REPUBLIKA.CO.ID, DOHA – Menteri Luar Negeri Qatar Mohammed bin Abdulrahman Al Thani telah meminta Amerika Serikat (AS) dan Iran menghidupkan kembali kesepakatan nuklir 2015 atau dikenal dengan Joint Comprehensive Plan of Action (JCPOA). Menurut dia, kesepakatan tersebut bisa menjaga perdamaian dan keamanan di kawasan serta prospek kerja sama regional lebih luas dengan Iran.
Saat diwawancara stasiun televisi Aljazirah, Al Thani mengungkapkan dia sudah melakukan pembicaraan dengan Iran dan AS untuk membantu mereka dalam menyelesaikan proses pemulihan JCPOA. Dalam wawancara itu, dia pun membantah kabar yang menyebut bahwa pembicaraan telah gagal.

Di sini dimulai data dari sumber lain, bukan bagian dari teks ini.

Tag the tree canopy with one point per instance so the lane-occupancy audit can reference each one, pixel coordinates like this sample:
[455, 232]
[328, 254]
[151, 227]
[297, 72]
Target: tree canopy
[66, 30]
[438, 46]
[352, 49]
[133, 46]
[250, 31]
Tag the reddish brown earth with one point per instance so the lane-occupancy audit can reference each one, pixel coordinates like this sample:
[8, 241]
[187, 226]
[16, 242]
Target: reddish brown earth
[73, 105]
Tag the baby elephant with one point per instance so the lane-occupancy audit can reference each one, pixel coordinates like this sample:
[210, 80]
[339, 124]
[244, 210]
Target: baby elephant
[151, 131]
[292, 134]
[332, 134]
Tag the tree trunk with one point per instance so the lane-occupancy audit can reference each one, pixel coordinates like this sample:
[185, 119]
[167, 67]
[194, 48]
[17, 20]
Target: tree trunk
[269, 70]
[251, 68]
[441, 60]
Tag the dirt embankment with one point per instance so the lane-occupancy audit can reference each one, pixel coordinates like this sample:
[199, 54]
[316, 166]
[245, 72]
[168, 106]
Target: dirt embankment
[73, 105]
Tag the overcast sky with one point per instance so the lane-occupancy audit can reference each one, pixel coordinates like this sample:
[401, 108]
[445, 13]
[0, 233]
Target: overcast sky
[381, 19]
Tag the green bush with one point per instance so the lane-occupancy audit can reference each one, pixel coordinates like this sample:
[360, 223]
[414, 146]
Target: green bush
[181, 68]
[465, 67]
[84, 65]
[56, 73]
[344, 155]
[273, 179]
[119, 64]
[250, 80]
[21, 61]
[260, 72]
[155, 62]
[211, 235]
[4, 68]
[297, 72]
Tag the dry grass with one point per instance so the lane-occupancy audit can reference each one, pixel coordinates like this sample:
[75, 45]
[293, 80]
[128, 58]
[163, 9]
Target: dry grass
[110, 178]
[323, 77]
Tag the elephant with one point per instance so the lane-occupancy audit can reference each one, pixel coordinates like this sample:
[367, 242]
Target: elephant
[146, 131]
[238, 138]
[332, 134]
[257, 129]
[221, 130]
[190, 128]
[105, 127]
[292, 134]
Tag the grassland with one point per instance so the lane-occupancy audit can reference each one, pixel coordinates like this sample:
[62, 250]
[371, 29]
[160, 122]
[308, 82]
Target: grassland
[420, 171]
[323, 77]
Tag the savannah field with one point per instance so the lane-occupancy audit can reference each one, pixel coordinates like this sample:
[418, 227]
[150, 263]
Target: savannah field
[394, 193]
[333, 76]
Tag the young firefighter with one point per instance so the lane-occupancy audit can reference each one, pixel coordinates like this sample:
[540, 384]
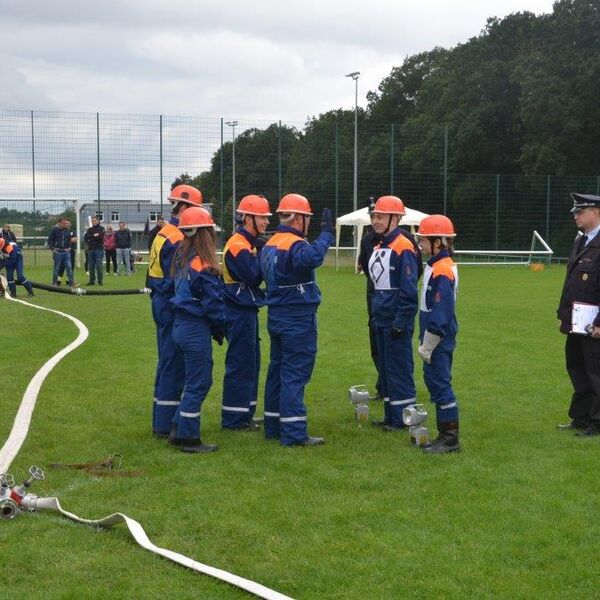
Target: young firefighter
[168, 382]
[199, 315]
[438, 328]
[394, 272]
[243, 298]
[12, 257]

“Saya berbicara dengan Menteri Luar Negeri AS Anthony Blinken tentang pembicaraan nuklir Iran dan prospek mencapai kesepakatan,” ucapnya, dikutip laman Iran Front Page, Selasa (7/6/2022).
Selain soal JCPOA, saat berbicara dengan Blinken, Al Thani turut membahas sejumlah isu lainnya, seperti Afghanistan, Palestina, dan krisis pangan serta energi global akibat konflik Rusia-Ukraina. Sebelumnya Al Thani sempat menyampaikan bahwa kepemimpinan Iran siap mengompromikan pemulihan JCPOA. Dia berpendapat, pemulihan JCPOA dapat membantu pasokan ke pasar minyak global.
“Memompa jumlah tambahan minyak Iran ke pasar akan membantu menstabilkan harga minyak mentah dan mengurangi inflasi,” ucapnya pada 21 Mei lalu.
Namun Kementerian Luar Negeri (Kemenlu) Iran mengoreksi pernyataan Al-Thani soal “kompromi” dalam pemulihan JCPOA. Menurut Kemenlu Iran, Pemimpin Tertinggi Iran Ayatollah Ali Khamenei tak pernah menyatakan hal demikian saat bertemu Emir Qatar Sheikh Tamim bin Hamad al-Thani awal Mei lalu.
“Pemimpin Tertinggi (Iran) tidak membuat pernyataan tentang kompromi, tetapi mengatakan kepada Emir Qatar: ‘Kami selalu mengatakan bahwa negosiasi harus produktif dan tidak membuang-buang waktu. Orang Amerika tahu apa yang harus dilakukan mengenai hal ini,” kata juru bicara Kemenlu Iran Saeed Khatibzadeh saat diwawancara kantor berita Tasnim.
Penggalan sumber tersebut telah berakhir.